LLM-Guided Task-Semantic Field Factorization for Industrial Process Forecasting
Introduces Task-Semantic Field Factorization (TSF), an LLM-guided framework that leverages offline semantic construction from process documents to enhance industrial time-series forecasting. Addresses the limitation of standard backbones treating inputs as anonymous numerical columns by activating variable semantics within each numerical window during inference. Achieves an average Mean Absolute Error (MAE) reduction of 6.4% across multiple industrial tasks, with improvements up to 25.5%, withou
Analysis
TL;DR
- Introduces Task-Semantic Field Factorization (TSF), an LLM-guided framework that leverages offline semantic construction from process documents to enhance industrial time-series forecasting.
- Addresses the limitation of standard backbones treating inputs as anonymous numerical columns by activating variable semantics within each numerical window during inference.
- Achieves an average Mean Absolute Error (MAE) reduction of 6.4% across multiple industrial tasks, with improvements up to 25.5%, without requiring online LLM usage.

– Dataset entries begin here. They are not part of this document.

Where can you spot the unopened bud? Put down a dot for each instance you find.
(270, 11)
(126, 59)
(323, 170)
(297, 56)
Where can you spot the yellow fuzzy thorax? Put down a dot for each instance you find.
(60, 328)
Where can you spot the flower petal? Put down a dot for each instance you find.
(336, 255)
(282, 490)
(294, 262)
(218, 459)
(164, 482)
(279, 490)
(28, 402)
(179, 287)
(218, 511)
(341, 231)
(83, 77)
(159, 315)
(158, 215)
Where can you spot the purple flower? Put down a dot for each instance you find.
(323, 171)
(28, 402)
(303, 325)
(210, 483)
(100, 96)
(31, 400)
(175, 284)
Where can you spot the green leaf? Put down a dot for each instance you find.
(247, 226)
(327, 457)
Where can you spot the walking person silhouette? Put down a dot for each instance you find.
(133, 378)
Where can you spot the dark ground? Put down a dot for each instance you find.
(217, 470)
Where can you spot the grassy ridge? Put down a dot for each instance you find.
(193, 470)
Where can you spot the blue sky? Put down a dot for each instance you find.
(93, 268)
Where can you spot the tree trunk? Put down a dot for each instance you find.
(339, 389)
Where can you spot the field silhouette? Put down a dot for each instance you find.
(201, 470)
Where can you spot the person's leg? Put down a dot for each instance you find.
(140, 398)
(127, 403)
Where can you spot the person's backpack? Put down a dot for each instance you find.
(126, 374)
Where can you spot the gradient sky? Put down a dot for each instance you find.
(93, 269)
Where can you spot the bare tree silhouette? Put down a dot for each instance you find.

- Maintains extreme efficiency by adding only 1.8–3.0k parameters and less than 0.008 ms/step of overhead, enabling seamless integration with existing conventional time-series backbones.
Why It Matters
This approach offers a practical solution for industrial AI applications where labeled data is scarce and operational regimes shift frequently, eliminating the need for costly retraining or real-time LLM inference. By decoupling semantic reasoning (offline) from numerical processing (online), it allows practitioners to inject rich domain knowledge into lightweight models, significantly improving robustness and accuracy in soft-sensing scenarios.
Technical Details
- Task-Semantic Field Factorization (TSF): A framework that constructs a semantic field from variable tables and process documents using LLMs offline, mapping physical meanings and logical relations to numerical inputs.
- Hybrid Inference Mechanism: While LLMs are used exclusively for pre-training semantic alignment, online training and inference utilize conventional time-series backbones that activate these pre-computed semantics within every numerical window.
- Performance Metrics: The method demonstrates significant error reduction, lowering MAE by an average of 6.4% and up to 25.5% in specific cases across complex industrial forecasting tasks.
- Resource Efficiency: The architectural addition is minimal, introducing only approximately 1.8 to 3.0 thousand parameters and incurring negligible latency overhead (<0.008 ms per step).
Industry Insight
- Cost-Effective Domain Adaptation: Organizations can significantly boost model performance in specialized domains like manufacturing or energy by leveraging existing unstructured documentation (manuals, logs) without investing in massive labeled datasets.
- Edge Deployment Viability: The near-zero computational overhead makes this approach ideal for edge devices in industrial IoT settings, where real-time inference speed and low power consumption are critical constraints.
- Scalable Knowledge Integration: This methodology provides a blueprint for integrating textual domain expertise into numerical AI models, suggesting a broader trend toward hybrid architectures that combine symbolic/semantic reasoning with deep learning for high-stakes decision-making.
Disclaimer: The above content is generated by AI and is for reference only.